The reservoir of the Nam Ngum hydropower dam in Vientiane province is a wonderful place to spend a day or two in the fresh air enjoying nature's pleasures.

Many people refer to the reservoir as Thale Lao (the Lao sea) because without a coastline Laos doesn't have any sea and the vast expanse of the reservoir can sometimes be considered a substitute, especially when viewed in photographs.

A man fishes from the rocks in front of the guesthouse.

The reservoir is situated in Thalath, Keo-oudom district, about 90km north of Vientiane.

The hydropower dam is built on the Nam Ngum river, which is a major tributary of the Mekong. It was the first hydropower plant built in Laos and was constructed in three stages, beginning with stage I in 1968 and ending with the completion of stage III in 1984.

Most people go to the reservoir at weekends and stay for two or three days.

I recommend staying at the Sala Teukbet Guesthouse, which has nice rooms as well as camping facilities. It has great views over the water and provides tasty local food.

The guesthouse is a 10 or 15 minute drive away from the dam itself and is the last guesthouse on the road.

You can stay in a room or camp. I preferred to sleep in a tent so that I could be closer to the water and even feel its presence while asleep.

About 4pm, before you start to settle down in the tents, make your way to the rocks by the water in front of the guesthouse where the camp is set up and try your luck with a fishing rod.

If you are lucky and it's not windy, you will haul in a respectable catch of pa sakang while quenching your thirst on some soft drinks.

This place is very quiet and there are no other guesthouses nearby, just some local residents wandering past. You have a great sense of freedom and also feel at home because the guesthouse staff are very friendly.

It's even better if someone in your group can play the guitar because the water's edge is an atmospheric place to sing a few folk songs.
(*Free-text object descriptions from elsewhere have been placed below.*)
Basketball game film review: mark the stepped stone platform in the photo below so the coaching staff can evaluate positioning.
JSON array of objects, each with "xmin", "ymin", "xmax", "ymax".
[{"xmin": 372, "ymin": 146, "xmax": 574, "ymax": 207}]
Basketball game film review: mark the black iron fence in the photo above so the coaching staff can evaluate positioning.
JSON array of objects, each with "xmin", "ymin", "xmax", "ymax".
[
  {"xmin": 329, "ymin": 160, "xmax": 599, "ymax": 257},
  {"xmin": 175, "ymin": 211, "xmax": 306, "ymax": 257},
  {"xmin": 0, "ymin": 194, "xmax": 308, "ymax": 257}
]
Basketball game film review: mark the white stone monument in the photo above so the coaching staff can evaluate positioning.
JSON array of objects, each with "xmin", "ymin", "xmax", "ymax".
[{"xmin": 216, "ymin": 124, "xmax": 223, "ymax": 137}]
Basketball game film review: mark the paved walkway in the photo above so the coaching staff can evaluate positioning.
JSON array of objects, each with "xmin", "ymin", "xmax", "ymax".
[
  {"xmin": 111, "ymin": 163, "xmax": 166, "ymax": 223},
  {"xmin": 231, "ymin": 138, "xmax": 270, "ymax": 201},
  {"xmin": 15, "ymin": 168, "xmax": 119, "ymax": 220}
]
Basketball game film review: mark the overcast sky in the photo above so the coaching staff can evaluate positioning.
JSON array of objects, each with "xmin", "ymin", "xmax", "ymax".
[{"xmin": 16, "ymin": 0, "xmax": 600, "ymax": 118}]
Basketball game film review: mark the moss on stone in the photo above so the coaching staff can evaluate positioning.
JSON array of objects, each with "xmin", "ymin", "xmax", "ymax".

As the sun fades and it gets dark and even quieter, you might see some lights over the water. At around 9pm some of the locals will take their boats out to where the lights have been placed and catch small sprats known as pa keo .
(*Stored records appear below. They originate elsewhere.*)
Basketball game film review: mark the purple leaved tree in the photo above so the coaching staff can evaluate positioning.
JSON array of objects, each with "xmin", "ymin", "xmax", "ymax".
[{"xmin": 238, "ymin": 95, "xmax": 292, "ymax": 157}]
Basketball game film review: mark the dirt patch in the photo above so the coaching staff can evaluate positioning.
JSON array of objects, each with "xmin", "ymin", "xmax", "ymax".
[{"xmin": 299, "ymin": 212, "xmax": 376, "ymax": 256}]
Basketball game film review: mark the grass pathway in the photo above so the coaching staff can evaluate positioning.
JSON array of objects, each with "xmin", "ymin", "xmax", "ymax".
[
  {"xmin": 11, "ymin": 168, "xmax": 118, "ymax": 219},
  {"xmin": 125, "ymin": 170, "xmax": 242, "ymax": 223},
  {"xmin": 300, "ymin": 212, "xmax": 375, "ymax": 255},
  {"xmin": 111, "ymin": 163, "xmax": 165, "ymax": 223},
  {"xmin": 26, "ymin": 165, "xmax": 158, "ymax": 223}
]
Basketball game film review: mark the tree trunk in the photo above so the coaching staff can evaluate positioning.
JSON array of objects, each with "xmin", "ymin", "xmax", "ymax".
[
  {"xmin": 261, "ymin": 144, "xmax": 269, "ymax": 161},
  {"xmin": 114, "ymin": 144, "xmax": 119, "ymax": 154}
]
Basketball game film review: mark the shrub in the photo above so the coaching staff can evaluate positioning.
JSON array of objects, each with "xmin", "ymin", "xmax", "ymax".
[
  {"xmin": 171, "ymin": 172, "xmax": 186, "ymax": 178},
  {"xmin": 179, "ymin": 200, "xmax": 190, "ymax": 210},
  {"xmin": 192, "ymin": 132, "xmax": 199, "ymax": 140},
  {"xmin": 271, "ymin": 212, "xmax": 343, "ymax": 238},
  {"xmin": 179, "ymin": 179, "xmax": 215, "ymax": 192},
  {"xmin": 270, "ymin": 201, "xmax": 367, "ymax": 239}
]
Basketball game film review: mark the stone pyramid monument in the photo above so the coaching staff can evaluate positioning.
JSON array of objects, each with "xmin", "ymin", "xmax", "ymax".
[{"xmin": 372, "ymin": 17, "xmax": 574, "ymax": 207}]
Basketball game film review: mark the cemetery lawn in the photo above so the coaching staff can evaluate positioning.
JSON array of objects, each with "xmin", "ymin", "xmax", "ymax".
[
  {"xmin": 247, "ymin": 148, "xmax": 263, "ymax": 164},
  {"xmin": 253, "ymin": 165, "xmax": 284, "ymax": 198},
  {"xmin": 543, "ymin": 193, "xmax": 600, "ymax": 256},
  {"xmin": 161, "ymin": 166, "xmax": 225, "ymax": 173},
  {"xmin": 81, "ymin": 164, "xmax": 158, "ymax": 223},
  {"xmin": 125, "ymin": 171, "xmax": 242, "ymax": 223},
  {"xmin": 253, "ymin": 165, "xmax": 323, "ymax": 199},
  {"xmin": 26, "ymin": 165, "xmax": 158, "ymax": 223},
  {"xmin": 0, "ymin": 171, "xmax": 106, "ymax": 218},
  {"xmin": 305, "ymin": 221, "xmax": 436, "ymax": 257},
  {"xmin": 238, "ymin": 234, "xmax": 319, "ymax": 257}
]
Some of the fishermen work at the restaurant but of course by that time it's rather late to eat. But if the restaurant is not yet closed you can buy some pa keo from the fishers and ask the restaurant to make koi pa keo which is truly delicious because the fish is fresh. It's a firm favourite on the menu there.

It's quite hot these days but you won't notice it so much by the water because there's always a cool breeze.

If you sleep in a tent you won't wake up late because the sun will wake you early. But you shouldn't wait until sunrise because the early morning is really the best time to breathe in the freshest air.

If you walk by the water in the early morning you'll see some of the fishermen returning in their boats will nets full of sprats. They set out at midnight to go fishing and stay in their boats until dawn.

There's plenty to do in the daytime; you can wander around the shore or take a boat trip to one of the many islands and see the handicrafts made by people there.

Before going home, don't forget to stop at the local market where they sell a fine selection of fish and locally made handicrafts.